Inquiries were made to see if there was anyone who remembered where the barley fields had been.

“Any man who knows were the barley grew, come forward and inform the elders.”

Just as it appeared that no one remembered, a man approached. When he stepped forward he indicated that he was mute, unable to speak.

As the people watched, he approached a little Sukkah whose roof was made of sticks. Raising his right hand he pointed to the roof of sticks, and placing his left hand on the sticks he nodded his head as if indicating an answer to those assembled.

The Kohanim looked at each other in puzzlement. What did that mean? What was the man trying to tell them?

 

Mordechai Understands

Mordechai, sitting there with the other elders, also pondered the man’s actions.

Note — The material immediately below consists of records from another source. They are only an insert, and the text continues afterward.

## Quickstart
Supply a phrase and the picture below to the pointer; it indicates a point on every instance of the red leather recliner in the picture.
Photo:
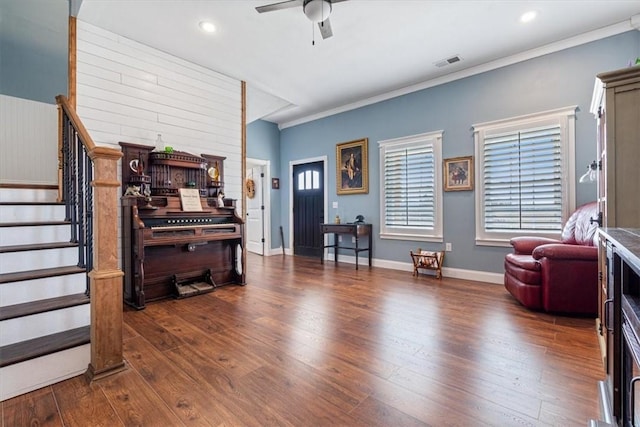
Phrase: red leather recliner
(559, 276)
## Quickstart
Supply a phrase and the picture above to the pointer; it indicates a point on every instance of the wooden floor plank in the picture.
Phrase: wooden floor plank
(306, 344)
(79, 402)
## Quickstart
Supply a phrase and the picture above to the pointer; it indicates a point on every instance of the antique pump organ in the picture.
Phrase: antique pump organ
(180, 236)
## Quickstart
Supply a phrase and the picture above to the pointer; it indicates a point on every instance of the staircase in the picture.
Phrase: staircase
(44, 311)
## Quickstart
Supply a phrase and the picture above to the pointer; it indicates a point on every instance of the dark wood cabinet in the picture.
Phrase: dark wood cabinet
(616, 104)
(620, 392)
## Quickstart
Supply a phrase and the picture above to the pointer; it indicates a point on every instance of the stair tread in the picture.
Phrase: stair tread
(33, 223)
(39, 274)
(42, 306)
(37, 246)
(41, 346)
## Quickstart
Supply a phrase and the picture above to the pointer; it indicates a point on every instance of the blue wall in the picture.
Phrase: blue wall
(552, 81)
(33, 46)
(263, 143)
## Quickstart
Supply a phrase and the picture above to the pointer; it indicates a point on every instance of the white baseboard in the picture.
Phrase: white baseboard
(33, 374)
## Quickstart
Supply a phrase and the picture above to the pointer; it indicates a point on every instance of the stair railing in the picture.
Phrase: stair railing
(88, 185)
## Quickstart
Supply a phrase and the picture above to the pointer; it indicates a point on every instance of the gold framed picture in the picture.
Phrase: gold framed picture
(352, 174)
(458, 173)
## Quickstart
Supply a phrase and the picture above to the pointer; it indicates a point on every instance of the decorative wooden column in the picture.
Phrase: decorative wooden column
(106, 277)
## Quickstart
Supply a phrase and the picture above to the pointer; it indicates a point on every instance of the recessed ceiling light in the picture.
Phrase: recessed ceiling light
(207, 26)
(528, 16)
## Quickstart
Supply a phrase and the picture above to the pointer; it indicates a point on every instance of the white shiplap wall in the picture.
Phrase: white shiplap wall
(130, 92)
(28, 141)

“The sticks,” he said to himself, “are called tzrifin by the people and the roof gag. Perhaps there is some place that was formerly known as Gag Tzrifin?”

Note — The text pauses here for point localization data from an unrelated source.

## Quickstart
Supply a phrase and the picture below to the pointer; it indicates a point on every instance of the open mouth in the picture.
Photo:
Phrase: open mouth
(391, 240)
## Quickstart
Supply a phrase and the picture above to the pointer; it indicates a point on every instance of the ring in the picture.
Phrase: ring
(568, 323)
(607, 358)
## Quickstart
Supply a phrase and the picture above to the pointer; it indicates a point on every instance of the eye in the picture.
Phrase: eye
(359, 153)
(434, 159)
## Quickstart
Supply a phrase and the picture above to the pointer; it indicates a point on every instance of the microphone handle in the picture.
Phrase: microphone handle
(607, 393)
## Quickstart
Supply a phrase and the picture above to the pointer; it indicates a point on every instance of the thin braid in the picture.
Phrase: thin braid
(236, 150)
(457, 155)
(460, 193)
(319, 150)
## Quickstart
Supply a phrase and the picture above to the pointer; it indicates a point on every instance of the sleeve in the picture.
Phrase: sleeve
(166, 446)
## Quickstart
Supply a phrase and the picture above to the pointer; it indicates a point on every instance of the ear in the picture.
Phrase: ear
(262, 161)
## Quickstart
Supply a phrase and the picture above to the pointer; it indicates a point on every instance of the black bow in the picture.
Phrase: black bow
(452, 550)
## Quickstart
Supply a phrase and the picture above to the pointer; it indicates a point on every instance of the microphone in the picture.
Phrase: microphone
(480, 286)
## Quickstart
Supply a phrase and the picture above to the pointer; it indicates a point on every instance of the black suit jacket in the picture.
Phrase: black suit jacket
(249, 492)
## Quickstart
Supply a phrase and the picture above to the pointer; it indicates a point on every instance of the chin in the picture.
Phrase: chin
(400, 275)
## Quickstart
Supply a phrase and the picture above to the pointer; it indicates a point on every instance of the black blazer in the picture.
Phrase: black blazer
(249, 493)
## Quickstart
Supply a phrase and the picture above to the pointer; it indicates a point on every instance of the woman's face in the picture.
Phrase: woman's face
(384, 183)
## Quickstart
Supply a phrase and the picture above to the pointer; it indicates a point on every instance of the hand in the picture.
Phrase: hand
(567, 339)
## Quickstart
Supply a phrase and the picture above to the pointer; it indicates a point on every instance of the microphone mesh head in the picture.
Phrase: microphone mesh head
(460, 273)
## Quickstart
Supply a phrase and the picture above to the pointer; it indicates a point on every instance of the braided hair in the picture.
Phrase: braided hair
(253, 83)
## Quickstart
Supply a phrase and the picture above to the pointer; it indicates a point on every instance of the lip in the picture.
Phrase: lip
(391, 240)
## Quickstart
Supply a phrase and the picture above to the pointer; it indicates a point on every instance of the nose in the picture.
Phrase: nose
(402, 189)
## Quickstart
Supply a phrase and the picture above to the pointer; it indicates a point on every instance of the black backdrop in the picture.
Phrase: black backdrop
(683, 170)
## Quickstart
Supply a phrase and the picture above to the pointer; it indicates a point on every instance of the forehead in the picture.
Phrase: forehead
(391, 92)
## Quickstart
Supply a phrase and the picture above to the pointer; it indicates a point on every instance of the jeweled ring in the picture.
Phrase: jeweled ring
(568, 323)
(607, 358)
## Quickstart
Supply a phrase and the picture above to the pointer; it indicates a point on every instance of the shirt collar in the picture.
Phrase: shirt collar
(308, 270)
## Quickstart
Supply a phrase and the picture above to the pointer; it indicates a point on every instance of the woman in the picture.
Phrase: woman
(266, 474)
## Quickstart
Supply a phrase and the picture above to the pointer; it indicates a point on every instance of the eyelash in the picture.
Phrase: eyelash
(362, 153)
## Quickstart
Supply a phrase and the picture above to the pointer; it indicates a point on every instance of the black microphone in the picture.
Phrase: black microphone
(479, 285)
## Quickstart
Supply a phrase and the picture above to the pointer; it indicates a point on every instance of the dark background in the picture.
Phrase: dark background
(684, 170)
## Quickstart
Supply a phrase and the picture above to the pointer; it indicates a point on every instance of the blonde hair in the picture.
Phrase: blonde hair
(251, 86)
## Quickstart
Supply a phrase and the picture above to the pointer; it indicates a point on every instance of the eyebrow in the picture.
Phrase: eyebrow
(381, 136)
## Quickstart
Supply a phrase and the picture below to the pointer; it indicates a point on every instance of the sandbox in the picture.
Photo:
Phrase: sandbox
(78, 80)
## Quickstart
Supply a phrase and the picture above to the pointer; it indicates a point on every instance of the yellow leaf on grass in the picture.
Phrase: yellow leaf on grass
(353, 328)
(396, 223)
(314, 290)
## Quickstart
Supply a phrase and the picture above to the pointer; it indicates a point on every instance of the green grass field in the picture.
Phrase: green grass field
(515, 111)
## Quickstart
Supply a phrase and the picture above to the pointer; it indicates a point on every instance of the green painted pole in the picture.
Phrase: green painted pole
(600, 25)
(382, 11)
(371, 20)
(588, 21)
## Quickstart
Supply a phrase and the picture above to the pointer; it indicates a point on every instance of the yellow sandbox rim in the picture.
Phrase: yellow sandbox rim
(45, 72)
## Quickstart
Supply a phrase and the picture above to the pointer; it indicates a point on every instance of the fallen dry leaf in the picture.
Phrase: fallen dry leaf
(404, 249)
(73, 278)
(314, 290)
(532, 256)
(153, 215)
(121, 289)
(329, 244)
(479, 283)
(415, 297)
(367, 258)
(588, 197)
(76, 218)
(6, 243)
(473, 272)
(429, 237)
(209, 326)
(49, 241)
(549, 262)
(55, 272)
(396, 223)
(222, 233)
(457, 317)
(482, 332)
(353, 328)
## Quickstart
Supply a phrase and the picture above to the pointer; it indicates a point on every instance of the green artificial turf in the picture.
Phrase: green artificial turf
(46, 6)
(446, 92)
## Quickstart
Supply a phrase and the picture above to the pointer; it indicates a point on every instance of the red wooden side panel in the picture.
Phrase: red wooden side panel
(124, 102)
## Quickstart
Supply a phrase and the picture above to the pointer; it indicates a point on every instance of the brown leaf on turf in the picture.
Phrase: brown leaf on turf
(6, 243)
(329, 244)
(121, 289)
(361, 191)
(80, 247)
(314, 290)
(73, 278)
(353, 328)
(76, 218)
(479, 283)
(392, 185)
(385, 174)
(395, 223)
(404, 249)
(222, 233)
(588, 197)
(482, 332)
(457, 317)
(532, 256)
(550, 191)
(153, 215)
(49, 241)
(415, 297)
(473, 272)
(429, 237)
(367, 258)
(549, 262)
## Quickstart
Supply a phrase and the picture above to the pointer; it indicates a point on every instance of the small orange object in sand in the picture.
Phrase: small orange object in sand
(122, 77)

Turning to some of the assembled people he asked: “Is there a place that is known as Gag Tzrifin, or some such name?”

“There is a place that was formerly called Gagos Tzrifin,” answered one of the people.

“In that case let us go there and see if barley grows there and if it is the place the mute alluded to.”

Sure enough, when the people arrived they found barley growing and they cut it for the omer as they had been commanded.

 

The Sacred Bread

As Shavuos approached, the need for the sacred bread was apparent and once again a problem arose. The bread had to be made from wheat and no one seemed to know where such a field could be found.

Once again, the call went out for someone who knew where the proper field was. And once again, as before, the mute came to impart the information.

This time he stood before the elders and placed one hand over his eyes while putting the other over a hole that had been sealed.

The Kohanim were now more puzzled than before. What could this possibly mean?

Once again, Mordechai pondered the meaning of the man’s actions.

“He has covered his eyes and a sealed hole. Is there a place in Judea which is known by such a name, perhaps something like Eyn Socher?”

Indeed there was, the people informed him and when they arrived there, they found the wheat that they sought.

When the people saw Mordechai’s wisdom, he became deeply respected and beloved by all the people and they said: “No longer shall he be called Mordechai, but rather Petachyah, for the L-rd has opened his eyes and allowed him to see the light of wisdom and Torah.

“In the same way have our eyes opened so that we now know things that we had not known before.”